While many faces have changed, the roots of BHITC have always been the same. Humility, dignity, grace and restoration – for people, family, neighborhood, city and world. Phyliss Boggs knows this to be true more than most connected to the BHITC family. Before the organization was officially established, she was invited by a co-worker in the late 1990’s to what was then called “Food for Thought,” a time every Tuesday over lunch where people from downtown – office people and the homeless from the streets – gathered for both tangible and spiritual food.
This gathering was meant to reach the people of downtown who didn’t have a home church. This was an effort to bring “the Church” to them. Led by BHITC’s previous executive director, every Tuesday, a crowd of 15-20 people would gather at a downtown eatery to share a meal and consider the relevance of being a disciple of Jesus. Somehow, BHITC’s founding church, Trinity Lutheran Church on West 30th Street in Ohio City, scraped together enough money to provide meals for those who were unable to pay every week.
“I don’t think I ever missed a Tuesday,” says Phyliss Boggs, who worked at Ernst & Young downtown for nearly 40 years. Eventually, the group grew too large to meet in the original venue and its now 30+ people moved to a meeting room at the downtown Hampton Inn and eventually to the Clevelander Club at the top of the Huntington Building. Seems very appropriate that God would lead this diverse group to the “Clevelander Club” with its objective to meet the city’s people however and wherever they were.
By the early 2000’s, Phyliss found herself at a Building Hope 101 course taught by the organization’s current executive director, Brian Upton. “Food for Thought” had begun to dissolve by then, but God was moving in new ways to spring up an organization with leaders passionate about seeing the city and its people living out all God intended.
Volunteers, including Phyliss, began to lead “Kids’ Church” on Saturday mornings off of West 89th Street, where kids came for physical food and left also with spiritual food, just as the downtown crowd had done.
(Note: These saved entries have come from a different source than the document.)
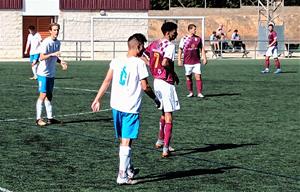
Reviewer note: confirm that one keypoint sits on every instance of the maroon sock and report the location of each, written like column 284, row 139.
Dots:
column 199, row 85
column 277, row 63
column 168, row 134
column 267, row 63
column 161, row 133
column 189, row 84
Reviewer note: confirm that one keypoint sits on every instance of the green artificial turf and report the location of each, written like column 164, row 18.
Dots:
column 244, row 136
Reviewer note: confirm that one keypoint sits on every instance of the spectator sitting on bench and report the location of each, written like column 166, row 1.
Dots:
column 214, row 42
column 236, row 41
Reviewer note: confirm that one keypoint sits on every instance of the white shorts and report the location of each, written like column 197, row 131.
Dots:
column 272, row 51
column 189, row 69
column 166, row 93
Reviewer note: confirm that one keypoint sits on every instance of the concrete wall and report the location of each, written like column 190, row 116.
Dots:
column 77, row 25
column 10, row 34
Soon, Phyliss also found herself on the planning committee for this budding organization’s first-ever fundraiser.
Over the years, Phyliss has faithfully served many volunteer roles for BHITC, stating, “Whatever Brian asks me to do, I try to do.” So, what is it that has kept her saying “yes” all the years to the message of restoring the city and its people to God? “This organization (BHITC) is the most meaningful thing I know of in the city of Cleveland. It’s so, so humble. It deals with every person and their needs. It is for everyone except itself,” says Phyliss.
For Phyliss, spiritual growth was a byproduct of serving with BHITC. She explains how she used whatever talents she had to fulfill her desire to give back and serve the Lord and His people. Phyliss, a gifted administrative assistant for decades, served on many committees and boards throughout seasons of growth at BHITC, where she logged meeting minutes, organized donations and executed event logistics.
“I have loved BHITC from day one, and I always will,” she adds. Her advice to anyone considering getting involved with the organization is simple. “There are so many things you can do within the organization. Just say ‘yes!’ Just do it.”